Trump'ın ABD için ‘stratejik geri çekilme’ kavramını desteklediğini, bunun da ABD'nin bitmek bilmeyen savaşlara ve dünyanın öbür ucunda kendisine faydası olmayan çıkarlara dahil olması için bir neden olmadığı anlamına geldiğini belirten Barak, Trump'ın önemli uluslararası meseleleri, bu meselelerin taraflarıyla doğrudan kişisel temas yoluyla ‘anlaşmalar’ yaparak ve bir dizi tartışmalı konuyu kararlı ve hızlı bir şekilde çözerek çözmeye çalıştığına dikkat çekti.
Barak, Trump'ın Rusya ile Ukrayna arasındaki anlaşmazlığı çözmek ve savaşı durdurmak için inisiyatif alacağını, Çin ile Tayvan arasındaki anlaşmazlığı çözeceğini, Washington ile Pekin arasındaki ticaret, gümrük ve teknoloji savaşına rağmen Çin ile güvenlik gerilimini azaltacağını, Ortadoğu'daki savaşı sona erdirmeye çalışacağını, İran ile çatışmayı sona erdireceğini ve iki devletli çözüm yolunda ilerlemek için ‘bulanık’ bir planla İsrail ile Suudi Arabistan arasındaki ilişkileri normalleştireceğini öne sürdü.

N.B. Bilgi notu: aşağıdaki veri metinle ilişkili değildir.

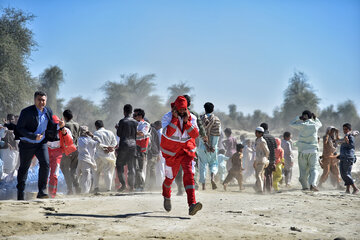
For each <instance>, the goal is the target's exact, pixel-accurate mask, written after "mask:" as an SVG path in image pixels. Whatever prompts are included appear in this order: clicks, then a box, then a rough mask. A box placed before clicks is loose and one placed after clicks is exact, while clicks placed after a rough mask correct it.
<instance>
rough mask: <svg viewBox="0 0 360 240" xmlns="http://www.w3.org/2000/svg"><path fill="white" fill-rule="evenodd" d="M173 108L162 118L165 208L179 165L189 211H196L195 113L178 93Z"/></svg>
mask: <svg viewBox="0 0 360 240" xmlns="http://www.w3.org/2000/svg"><path fill="white" fill-rule="evenodd" d="M171 108H172V111H171V112H168V113H167V114H165V115H164V117H163V118H162V120H161V122H162V127H163V132H162V136H161V145H160V146H161V152H162V154H163V156H164V158H165V180H164V183H163V196H164V208H165V210H166V211H168V212H169V211H170V210H171V200H170V197H171V184H172V182H173V181H174V179H175V177H176V175H177V173H178V171H179V168H180V165H181V167H182V169H183V171H184V176H183V183H184V187H185V191H186V194H187V200H188V204H189V215H195V214H196V213H197V212H198V211H199V210H201V208H202V204H201V203H200V202H196V200H195V181H194V173H195V161H194V157H195V151H196V143H195V139H196V138H197V137H198V136H199V129H198V126H197V124H196V117H195V116H194V115H193V114H191V113H190V112H189V110H188V109H187V101H186V98H184V97H183V96H179V97H178V98H177V99H176V101H175V102H174V103H172V104H171Z"/></svg>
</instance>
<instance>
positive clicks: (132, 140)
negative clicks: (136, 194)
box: [115, 104, 138, 192]
mask: <svg viewBox="0 0 360 240" xmlns="http://www.w3.org/2000/svg"><path fill="white" fill-rule="evenodd" d="M131 113H132V106H131V105H130V104H126V105H125V106H124V118H123V119H121V120H120V122H119V124H117V125H116V126H115V127H116V129H117V131H116V134H117V136H118V137H119V138H120V143H119V148H118V149H117V159H116V170H117V173H118V177H119V181H120V183H121V188H119V189H118V192H123V191H125V189H126V185H125V176H124V166H125V165H127V166H128V178H127V179H128V185H129V187H130V189H129V191H133V190H134V185H135V155H136V134H137V125H138V122H137V121H136V120H134V119H133V118H131V117H130V116H131Z"/></svg>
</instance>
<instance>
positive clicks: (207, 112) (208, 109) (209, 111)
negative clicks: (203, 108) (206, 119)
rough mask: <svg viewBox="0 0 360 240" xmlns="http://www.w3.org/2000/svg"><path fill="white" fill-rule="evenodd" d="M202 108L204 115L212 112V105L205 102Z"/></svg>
mask: <svg viewBox="0 0 360 240" xmlns="http://www.w3.org/2000/svg"><path fill="white" fill-rule="evenodd" d="M204 108H205V112H206V113H212V112H213V111H214V104H212V103H211V102H207V103H205V104H204Z"/></svg>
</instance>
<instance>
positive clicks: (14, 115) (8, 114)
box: [6, 113, 15, 120]
mask: <svg viewBox="0 0 360 240" xmlns="http://www.w3.org/2000/svg"><path fill="white" fill-rule="evenodd" d="M12 118H15V115H14V114H12V113H9V114H8V115H7V116H6V119H7V120H10V119H12Z"/></svg>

Trump'ın bazı konularda İsrail'e taviz verme eğiliminde olacağını ve kendisini ilgilendiren konularda kendi sorumluluğunda hareket etmesi için İsrail'e belirli bir özgürlük tanıyacağını belirten Barak, “Ancak Trump, çıkarları için merkezi olduğunu düşündüğü konularda görüşünü Biden yönetiminden daha açık bir şekilde dikte etmekte ısrar edebilir” dedi. Barak'a göre İran'a yönelik bir saldırı bağlamında bu şu anlama geliyor: “Trump bir saldırıyı başlatmayacak ya da yönetmeyecek. Aksine, Ukrayna'daki savaşı sona erdirmek için Putin'le yapılan anlaşmanın bir parçası da Rusya'nın İran'ı dizginlemesi ve nükleer silaha doğru ilerlemesi için içeriden gelen baskıyı durdurması olabilir. Bazı durumlarda Trump, İran'ı yeni bir nükleer anlaşmaya katılmaya ikna etmek için Putin ve Çin'i kullanmaya çalışabilir.”